Public transport network

A trip on the public transport network involves walking to the bus stop, travelling on the bus to the bus stop closest to your destination, and then walking to your final destination. It may also include transferring to another bus, or other modes of public transport such as ferries and trains. The following description refers to creating a public transport network for buses, although a similar approach is applicable for other modes.

The public transport network model was constructed using the following information:

·         walking network

·         location of bus stops

·         location of bus routes

·         bus frequency details

·         bus stopping details (which bus stops are used by which bus routes).

With the exception of air bridges in the CBD, everything in the walking network is on the same (conceptual) grade or level. This means whenever two edges on the network cross, a person can transfer from one to the other, ie they can move from one footpath to another wherever they meet. This is not the case with public transport. It is not always possible to transfer between buses wherever their routes cross. Instead one must travel to the nearest bus stop, alight the first bus, wait for the next bus to arrive and then continue one’s journey on the second bus.

In order to enforce this logic, each bus route was added to the network dataset on a separate level. This meant the different bus routes passed over each other without connecting which enforced the requirement to stay on the bus between stops.

To model the activity of boarding and alighting a bus at a bus stop, connecting links were drawn between the walking network (on level 1) and each bus route (on different levels) that stopped at that bus stop to pick up or drop off passengers.

A schematic diagram of the public transport network is illustrated in figure 14.3, showing the walking network on level 1 and each bus route on successive levels. Links were then made between the walking network on level 1 and the relevant levels for the bus routes which stopped at that location.

These links for boarding the bus were attributed with a delay to model the time spent waiting for a bus to arrive. This value was set at half the timetabled frequency of the bus or a maximum of 7.5 minutes.[10]

The value was capped at 7.5 minutes (450 seconds) on the basis a passenger would not leave their house for the bus stop until close to the anticipated time for the bus to arrive. No delay was assigned to these links for alighting the bus. All of these connecting links were digitised in the same direction, ie from the walking network to the bus route. This meant the delay could be applied to just one column in the table, ie it only needed to be added to the (FT) digitised direction and not the reverse (TF) direction.

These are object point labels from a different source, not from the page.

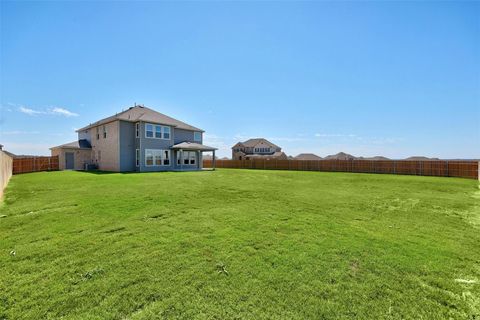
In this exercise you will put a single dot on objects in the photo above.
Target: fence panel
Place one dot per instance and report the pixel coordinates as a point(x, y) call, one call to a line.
point(34, 164)
point(441, 168)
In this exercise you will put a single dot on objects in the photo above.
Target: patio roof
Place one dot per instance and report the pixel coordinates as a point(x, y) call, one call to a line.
point(192, 146)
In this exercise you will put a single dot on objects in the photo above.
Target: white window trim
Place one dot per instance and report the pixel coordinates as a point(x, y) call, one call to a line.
point(162, 158)
point(162, 131)
point(194, 136)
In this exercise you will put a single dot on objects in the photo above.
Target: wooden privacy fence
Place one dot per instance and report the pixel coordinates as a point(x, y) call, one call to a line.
point(441, 168)
point(33, 164)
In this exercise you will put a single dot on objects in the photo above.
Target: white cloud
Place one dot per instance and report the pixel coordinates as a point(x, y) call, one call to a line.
point(53, 111)
point(19, 132)
point(28, 148)
point(31, 112)
point(63, 112)
point(334, 135)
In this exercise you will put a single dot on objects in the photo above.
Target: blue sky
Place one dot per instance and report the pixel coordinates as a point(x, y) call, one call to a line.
point(367, 78)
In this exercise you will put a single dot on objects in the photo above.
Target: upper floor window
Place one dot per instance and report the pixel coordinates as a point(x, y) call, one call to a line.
point(157, 131)
point(149, 130)
point(166, 133)
point(197, 136)
point(156, 157)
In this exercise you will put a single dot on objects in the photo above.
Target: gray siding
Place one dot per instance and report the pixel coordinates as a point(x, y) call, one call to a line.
point(127, 146)
point(153, 143)
point(85, 135)
point(129, 143)
point(181, 135)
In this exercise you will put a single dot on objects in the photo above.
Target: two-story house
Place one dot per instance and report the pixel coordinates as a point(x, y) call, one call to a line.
point(138, 139)
point(257, 148)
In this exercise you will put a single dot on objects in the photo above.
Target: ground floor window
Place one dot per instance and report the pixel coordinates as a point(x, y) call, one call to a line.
point(189, 157)
point(157, 157)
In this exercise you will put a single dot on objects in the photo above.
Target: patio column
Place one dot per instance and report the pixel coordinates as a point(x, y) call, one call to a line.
point(181, 159)
point(213, 160)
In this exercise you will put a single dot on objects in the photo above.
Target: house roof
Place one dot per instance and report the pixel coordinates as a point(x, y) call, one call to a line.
point(307, 156)
point(267, 156)
point(250, 143)
point(80, 144)
point(192, 146)
point(141, 113)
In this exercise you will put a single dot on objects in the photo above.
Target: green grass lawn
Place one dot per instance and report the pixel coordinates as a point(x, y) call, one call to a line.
point(239, 244)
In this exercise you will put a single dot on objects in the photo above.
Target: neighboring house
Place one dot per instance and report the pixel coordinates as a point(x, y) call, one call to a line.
point(138, 139)
point(340, 156)
point(258, 148)
point(307, 156)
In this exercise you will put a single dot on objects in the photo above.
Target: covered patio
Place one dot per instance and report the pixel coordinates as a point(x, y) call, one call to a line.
point(198, 148)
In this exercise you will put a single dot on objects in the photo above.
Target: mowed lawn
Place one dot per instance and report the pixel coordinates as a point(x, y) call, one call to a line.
point(239, 244)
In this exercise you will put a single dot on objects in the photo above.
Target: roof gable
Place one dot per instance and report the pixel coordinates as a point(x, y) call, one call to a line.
point(140, 113)
point(251, 143)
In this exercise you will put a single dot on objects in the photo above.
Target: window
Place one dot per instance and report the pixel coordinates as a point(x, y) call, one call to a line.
point(189, 157)
point(166, 133)
point(192, 157)
point(166, 157)
point(149, 157)
point(157, 131)
point(155, 157)
point(197, 136)
point(149, 131)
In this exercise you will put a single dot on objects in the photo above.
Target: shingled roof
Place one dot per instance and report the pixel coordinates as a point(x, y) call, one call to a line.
point(80, 144)
point(250, 143)
point(141, 113)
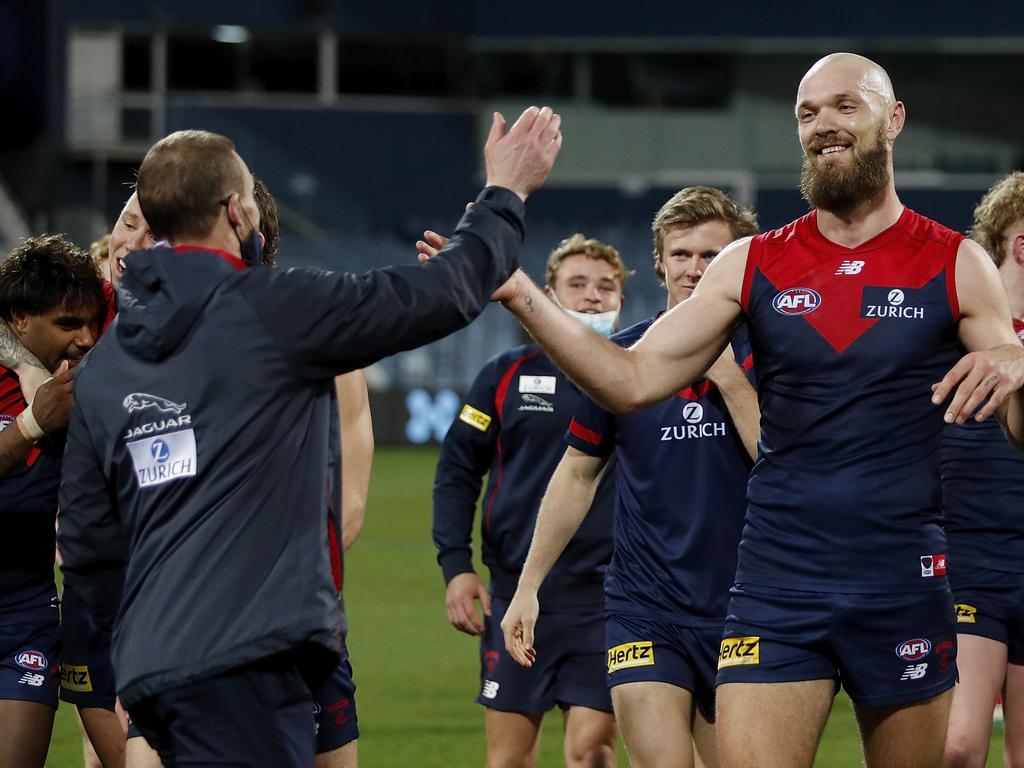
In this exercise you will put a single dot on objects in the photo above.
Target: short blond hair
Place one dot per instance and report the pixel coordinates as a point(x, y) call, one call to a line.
point(692, 206)
point(1001, 207)
point(579, 245)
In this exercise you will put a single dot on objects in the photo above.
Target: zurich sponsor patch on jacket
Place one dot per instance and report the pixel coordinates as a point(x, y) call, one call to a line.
point(167, 457)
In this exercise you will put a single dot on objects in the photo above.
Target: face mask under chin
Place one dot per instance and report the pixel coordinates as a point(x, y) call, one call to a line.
point(603, 324)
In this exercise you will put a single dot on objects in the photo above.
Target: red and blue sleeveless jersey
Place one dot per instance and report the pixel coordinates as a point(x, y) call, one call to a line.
point(510, 430)
point(982, 488)
point(845, 495)
point(28, 511)
point(681, 485)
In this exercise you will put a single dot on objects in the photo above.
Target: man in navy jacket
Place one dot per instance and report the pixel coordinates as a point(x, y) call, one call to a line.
point(196, 478)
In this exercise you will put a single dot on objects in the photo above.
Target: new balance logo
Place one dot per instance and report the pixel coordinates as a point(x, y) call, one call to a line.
point(32, 679)
point(850, 267)
point(914, 672)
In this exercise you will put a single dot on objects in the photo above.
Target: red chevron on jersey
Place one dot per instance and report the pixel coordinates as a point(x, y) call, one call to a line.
point(829, 287)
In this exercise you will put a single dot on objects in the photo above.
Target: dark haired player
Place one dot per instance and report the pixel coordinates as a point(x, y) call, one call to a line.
point(681, 468)
point(982, 491)
point(51, 297)
point(854, 312)
point(247, 356)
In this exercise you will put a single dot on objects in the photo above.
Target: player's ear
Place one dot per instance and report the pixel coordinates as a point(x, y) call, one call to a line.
point(18, 321)
point(1017, 248)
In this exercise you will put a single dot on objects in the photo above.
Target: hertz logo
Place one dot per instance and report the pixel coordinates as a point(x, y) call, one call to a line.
point(631, 654)
point(966, 613)
point(474, 418)
point(76, 678)
point(739, 650)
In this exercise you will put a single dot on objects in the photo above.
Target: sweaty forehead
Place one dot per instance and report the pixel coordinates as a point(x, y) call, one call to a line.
point(851, 77)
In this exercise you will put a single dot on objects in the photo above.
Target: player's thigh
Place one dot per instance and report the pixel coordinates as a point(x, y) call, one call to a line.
point(105, 734)
point(590, 737)
point(981, 664)
point(1013, 717)
point(705, 741)
point(512, 738)
point(654, 719)
point(334, 709)
point(772, 725)
point(343, 757)
point(25, 733)
point(138, 754)
point(909, 735)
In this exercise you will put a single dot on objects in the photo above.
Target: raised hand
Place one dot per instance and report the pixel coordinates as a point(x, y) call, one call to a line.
point(521, 159)
point(982, 382)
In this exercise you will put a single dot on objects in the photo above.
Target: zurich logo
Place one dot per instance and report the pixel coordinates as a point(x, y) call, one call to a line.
point(797, 301)
point(692, 413)
point(160, 451)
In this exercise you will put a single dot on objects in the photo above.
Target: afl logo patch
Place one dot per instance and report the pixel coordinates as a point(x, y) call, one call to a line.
point(911, 650)
point(32, 659)
point(797, 301)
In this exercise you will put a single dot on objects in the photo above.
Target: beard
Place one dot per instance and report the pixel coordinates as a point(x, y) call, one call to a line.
point(829, 186)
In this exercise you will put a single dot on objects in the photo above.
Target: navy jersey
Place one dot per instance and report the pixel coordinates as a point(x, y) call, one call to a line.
point(845, 494)
point(681, 487)
point(982, 491)
point(510, 429)
point(28, 512)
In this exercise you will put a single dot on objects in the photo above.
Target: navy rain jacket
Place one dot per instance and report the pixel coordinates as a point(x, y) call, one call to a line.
point(195, 489)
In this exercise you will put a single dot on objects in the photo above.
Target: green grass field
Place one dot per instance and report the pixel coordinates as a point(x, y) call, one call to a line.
point(417, 677)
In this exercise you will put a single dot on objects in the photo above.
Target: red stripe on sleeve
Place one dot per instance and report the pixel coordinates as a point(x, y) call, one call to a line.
point(753, 259)
point(587, 435)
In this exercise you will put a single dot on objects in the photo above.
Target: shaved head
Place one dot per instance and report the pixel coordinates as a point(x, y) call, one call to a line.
point(852, 72)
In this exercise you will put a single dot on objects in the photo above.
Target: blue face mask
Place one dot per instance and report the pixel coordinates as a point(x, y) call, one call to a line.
point(602, 324)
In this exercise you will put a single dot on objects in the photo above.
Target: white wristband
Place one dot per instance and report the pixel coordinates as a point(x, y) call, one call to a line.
point(29, 426)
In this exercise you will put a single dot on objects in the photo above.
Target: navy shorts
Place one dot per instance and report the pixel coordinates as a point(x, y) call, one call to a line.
point(260, 714)
point(644, 650)
point(885, 649)
point(990, 603)
point(86, 672)
point(568, 670)
point(30, 657)
point(334, 708)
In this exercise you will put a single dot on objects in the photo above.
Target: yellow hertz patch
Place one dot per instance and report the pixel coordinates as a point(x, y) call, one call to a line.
point(474, 418)
point(76, 678)
point(965, 613)
point(739, 650)
point(631, 654)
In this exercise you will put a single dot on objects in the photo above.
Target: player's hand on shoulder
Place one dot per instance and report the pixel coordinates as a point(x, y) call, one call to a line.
point(980, 382)
point(51, 406)
point(430, 246)
point(517, 627)
point(724, 368)
point(30, 378)
point(460, 600)
point(521, 159)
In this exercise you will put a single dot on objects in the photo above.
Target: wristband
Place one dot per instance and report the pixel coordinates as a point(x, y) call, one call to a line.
point(29, 427)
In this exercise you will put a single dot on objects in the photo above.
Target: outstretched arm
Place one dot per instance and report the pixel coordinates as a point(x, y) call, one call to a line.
point(988, 379)
point(356, 452)
point(569, 494)
point(674, 352)
point(740, 399)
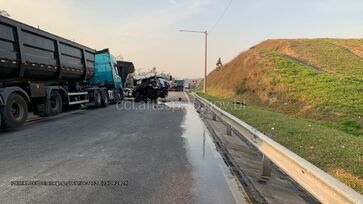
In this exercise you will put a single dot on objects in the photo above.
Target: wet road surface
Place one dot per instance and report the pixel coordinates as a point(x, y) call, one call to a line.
point(156, 153)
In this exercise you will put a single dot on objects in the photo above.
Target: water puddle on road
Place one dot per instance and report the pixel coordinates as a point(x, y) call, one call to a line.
point(212, 178)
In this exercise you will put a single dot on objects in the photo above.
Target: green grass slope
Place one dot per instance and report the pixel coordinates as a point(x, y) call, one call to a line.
point(312, 90)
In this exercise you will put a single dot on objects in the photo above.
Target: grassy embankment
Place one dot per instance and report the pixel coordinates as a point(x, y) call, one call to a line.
point(308, 94)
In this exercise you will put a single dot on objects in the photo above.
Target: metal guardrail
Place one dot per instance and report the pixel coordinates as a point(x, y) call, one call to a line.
point(321, 185)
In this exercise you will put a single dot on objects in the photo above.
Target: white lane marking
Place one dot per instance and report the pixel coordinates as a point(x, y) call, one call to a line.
point(186, 95)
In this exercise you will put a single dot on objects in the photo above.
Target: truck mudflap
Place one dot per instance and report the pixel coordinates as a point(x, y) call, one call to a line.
point(7, 91)
point(2, 103)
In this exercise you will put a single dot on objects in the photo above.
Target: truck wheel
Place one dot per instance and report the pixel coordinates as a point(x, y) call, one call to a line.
point(105, 100)
point(98, 98)
point(55, 103)
point(15, 112)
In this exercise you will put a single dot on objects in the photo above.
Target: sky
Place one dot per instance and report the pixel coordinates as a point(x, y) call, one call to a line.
point(147, 32)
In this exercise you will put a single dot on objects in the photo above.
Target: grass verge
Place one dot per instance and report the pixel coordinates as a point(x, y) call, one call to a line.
point(334, 151)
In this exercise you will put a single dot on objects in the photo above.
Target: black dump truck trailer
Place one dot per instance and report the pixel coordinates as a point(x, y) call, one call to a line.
point(43, 73)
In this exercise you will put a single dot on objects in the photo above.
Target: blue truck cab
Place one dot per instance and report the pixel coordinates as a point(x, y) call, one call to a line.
point(106, 73)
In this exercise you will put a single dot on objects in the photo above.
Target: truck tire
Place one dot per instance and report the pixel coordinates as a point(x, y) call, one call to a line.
point(105, 100)
point(98, 98)
point(15, 112)
point(55, 103)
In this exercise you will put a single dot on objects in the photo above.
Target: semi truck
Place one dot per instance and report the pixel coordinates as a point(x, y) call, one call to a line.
point(44, 74)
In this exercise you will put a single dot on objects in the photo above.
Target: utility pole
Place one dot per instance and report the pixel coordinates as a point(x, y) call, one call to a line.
point(205, 55)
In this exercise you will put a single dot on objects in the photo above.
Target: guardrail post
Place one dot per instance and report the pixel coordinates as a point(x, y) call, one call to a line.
point(266, 167)
point(229, 130)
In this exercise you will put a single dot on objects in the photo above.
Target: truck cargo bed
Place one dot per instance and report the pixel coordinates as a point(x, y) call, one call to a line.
point(28, 53)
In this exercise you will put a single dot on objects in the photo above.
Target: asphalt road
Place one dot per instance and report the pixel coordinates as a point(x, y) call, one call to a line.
point(157, 153)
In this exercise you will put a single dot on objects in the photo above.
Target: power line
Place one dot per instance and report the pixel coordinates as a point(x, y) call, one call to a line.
point(221, 17)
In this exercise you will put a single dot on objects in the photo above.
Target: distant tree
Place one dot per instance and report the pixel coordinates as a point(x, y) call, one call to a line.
point(4, 13)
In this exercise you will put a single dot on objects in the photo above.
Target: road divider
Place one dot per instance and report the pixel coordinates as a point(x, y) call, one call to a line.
point(318, 183)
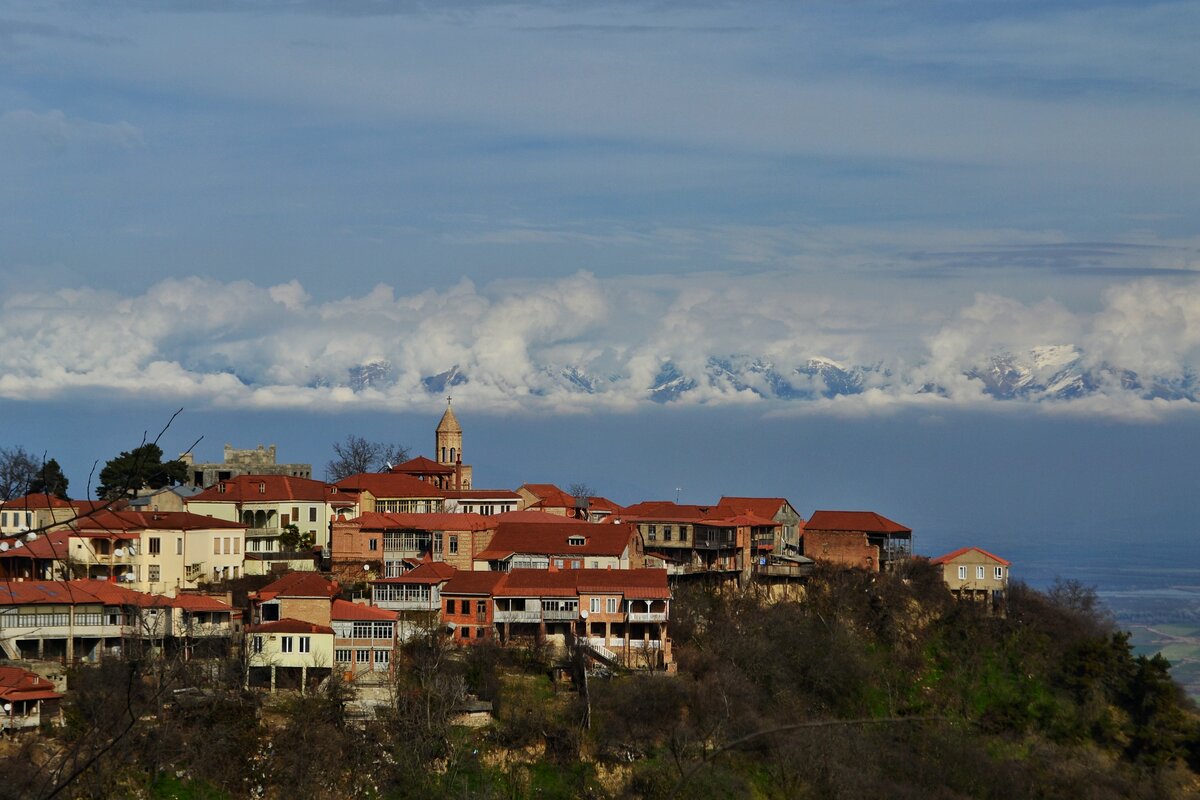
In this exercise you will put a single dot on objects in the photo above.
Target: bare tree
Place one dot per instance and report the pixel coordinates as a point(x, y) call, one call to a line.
point(581, 491)
point(357, 455)
point(18, 470)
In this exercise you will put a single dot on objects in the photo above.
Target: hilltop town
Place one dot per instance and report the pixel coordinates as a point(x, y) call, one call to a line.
point(411, 587)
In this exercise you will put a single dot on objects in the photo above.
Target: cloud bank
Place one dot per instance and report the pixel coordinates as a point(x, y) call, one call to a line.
point(585, 343)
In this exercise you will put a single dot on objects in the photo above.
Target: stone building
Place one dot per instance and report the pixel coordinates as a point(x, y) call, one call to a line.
point(259, 461)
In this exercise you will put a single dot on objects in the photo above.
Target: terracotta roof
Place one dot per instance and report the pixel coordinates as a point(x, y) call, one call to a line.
point(423, 465)
point(430, 572)
point(545, 539)
point(472, 583)
point(664, 511)
point(544, 583)
point(856, 521)
point(35, 501)
point(376, 521)
point(535, 517)
point(390, 485)
point(343, 609)
point(963, 551)
point(17, 684)
point(130, 521)
point(288, 625)
point(759, 506)
point(270, 488)
point(466, 494)
point(299, 584)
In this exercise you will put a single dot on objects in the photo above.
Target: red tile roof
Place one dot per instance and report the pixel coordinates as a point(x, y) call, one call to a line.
point(299, 584)
point(288, 625)
point(545, 539)
point(376, 521)
point(390, 485)
point(345, 609)
point(472, 583)
point(963, 551)
point(423, 465)
point(855, 521)
point(270, 488)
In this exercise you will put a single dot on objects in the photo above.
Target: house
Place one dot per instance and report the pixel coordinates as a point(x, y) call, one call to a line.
point(621, 615)
point(269, 504)
point(975, 573)
point(259, 461)
point(415, 596)
point(564, 545)
point(859, 539)
point(27, 699)
point(157, 552)
point(467, 605)
point(787, 541)
point(390, 543)
point(303, 631)
point(88, 620)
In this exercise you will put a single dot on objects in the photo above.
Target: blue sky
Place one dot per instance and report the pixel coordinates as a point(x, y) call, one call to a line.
point(244, 208)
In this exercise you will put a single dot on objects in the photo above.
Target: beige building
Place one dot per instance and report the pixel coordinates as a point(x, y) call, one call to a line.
point(975, 573)
point(268, 504)
point(154, 552)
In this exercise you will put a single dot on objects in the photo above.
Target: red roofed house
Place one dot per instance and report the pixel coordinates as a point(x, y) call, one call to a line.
point(975, 573)
point(859, 539)
point(87, 620)
point(27, 699)
point(567, 545)
point(268, 504)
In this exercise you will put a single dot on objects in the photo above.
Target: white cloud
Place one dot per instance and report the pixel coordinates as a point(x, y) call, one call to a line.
point(583, 342)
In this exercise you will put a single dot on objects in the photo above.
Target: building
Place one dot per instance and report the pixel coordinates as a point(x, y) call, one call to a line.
point(88, 620)
point(565, 545)
point(975, 573)
point(27, 699)
point(619, 615)
point(269, 504)
point(858, 539)
point(259, 461)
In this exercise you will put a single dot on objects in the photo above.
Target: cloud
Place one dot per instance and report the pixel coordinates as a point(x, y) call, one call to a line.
point(582, 342)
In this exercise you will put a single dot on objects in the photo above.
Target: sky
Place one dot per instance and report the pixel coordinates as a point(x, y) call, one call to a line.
point(654, 220)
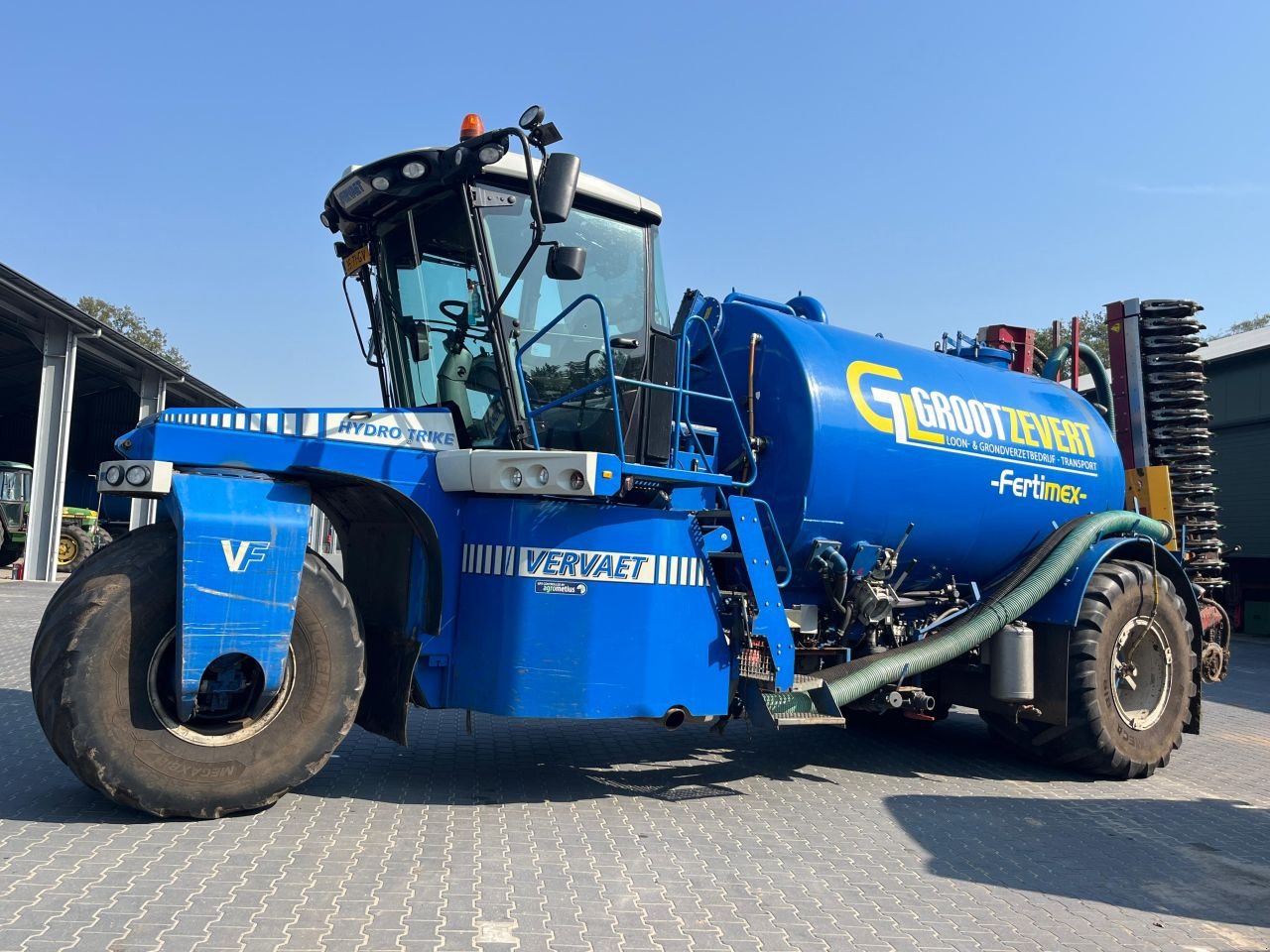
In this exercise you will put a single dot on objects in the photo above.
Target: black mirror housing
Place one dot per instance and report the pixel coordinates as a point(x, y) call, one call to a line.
point(567, 262)
point(558, 184)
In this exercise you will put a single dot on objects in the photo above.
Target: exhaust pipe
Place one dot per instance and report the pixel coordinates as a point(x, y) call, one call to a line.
point(675, 717)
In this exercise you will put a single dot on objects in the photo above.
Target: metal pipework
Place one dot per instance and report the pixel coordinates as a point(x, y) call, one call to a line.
point(1053, 561)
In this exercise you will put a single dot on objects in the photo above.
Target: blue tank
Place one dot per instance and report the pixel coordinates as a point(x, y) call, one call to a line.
point(866, 435)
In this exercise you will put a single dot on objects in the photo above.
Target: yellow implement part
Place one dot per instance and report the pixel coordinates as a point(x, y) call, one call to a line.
point(1151, 490)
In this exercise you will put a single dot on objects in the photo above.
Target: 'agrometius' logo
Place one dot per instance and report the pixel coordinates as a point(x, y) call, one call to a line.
point(934, 419)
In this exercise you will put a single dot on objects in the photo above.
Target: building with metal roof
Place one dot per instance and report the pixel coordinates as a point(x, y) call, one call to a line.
point(68, 386)
point(1238, 398)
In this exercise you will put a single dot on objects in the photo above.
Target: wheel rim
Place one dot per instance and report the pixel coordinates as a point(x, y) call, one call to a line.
point(225, 716)
point(1142, 666)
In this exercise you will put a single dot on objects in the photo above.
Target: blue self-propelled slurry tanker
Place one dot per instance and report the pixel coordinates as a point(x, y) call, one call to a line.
point(578, 503)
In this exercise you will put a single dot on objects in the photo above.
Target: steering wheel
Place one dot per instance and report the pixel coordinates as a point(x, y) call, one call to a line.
point(454, 309)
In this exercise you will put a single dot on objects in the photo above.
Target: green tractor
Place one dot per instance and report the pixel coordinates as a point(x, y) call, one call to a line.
point(81, 532)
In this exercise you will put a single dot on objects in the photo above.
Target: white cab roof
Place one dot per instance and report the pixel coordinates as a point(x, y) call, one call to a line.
point(512, 166)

Note: if a bus turned around at the end of its route with passengers still onboard, a single link was required to connect the levels of the inbound and outbound bus routes.

Figure 14.3   Schematic diagram of the public transport network


Each edge of the network included the speed at which it was possible to travel along that edge (path) stored as an attribute of the edge. For the edges which were part of the walking network and the links for boarding and alighting public transport, this speed was set to an average walking speed of 1.3m per second. This speed should be varied depending on the ability of the target user being assessed, ie slower speeds should be applied for less able users and faster speeds for more able or purposeful users (such as commuters).

For the edges which formed part of a bus route, the average speed of the bus along the bus route was calculated from the scheduled timetable. An average speed was calculated based on the travel time between stops recorded on the timetable and the distance along the bus route between these two stops. This average speed was then applied to all the edges that comprised that section of the bus route. This was repeated for the entire length of each bus route in the public transport network model.

In the UK it has been observed that bus timetables are not regular throughout the day. It is very common for express buses to offer a 20-minute journey in peak hours to a town centre and for the rest of the day take more than twice this time for the same journey. Therefore the question arises whether the journey time used in the accessibility modelling should be 20 minutes or 40+ minutes. Between 2006 and 2009 the UK analysis assumed a median journey time of six modelled time periods but this proved to be unstable so since 2009, 23 modelled time periods have been used and a probabilistic method is used to calculate the journey time based on the probability of a journey time being chosen. Shoppers for example might choose to travel at a time when a faster journey time is available but people travelling to health appointments have less choice of journey time so the journey time is an average of fast and slow speeds. Some travel needs are largely made off peak, such as attending evening education classes, so would be constrained to slower journey times.

The New Zealand public transport timetable data should allow a similar sort of approach but undertaking 23 model runs for each trip purpose and then averaging the results is a substantial task involving considerable resources.

The cost of travelling along an edge in the network was modelled as the time (in seconds) taken to traverse the edge. For the edges on the walking network, while onboard a bus and when alighting a bus, this cost was calculated as:

Edge traversal time = edge length/edge traversal speed

When boarding a bus, the delay due to waiting for the bus to arrive was added to the edge traversal time to give the following equation:

Edge traversal time = (edge length/edge traversal speed) + waiting delay

The edge traversal time in seconds was then stored in a field called ‘Seconds’ and used to perform travel time calculations across the public transport network.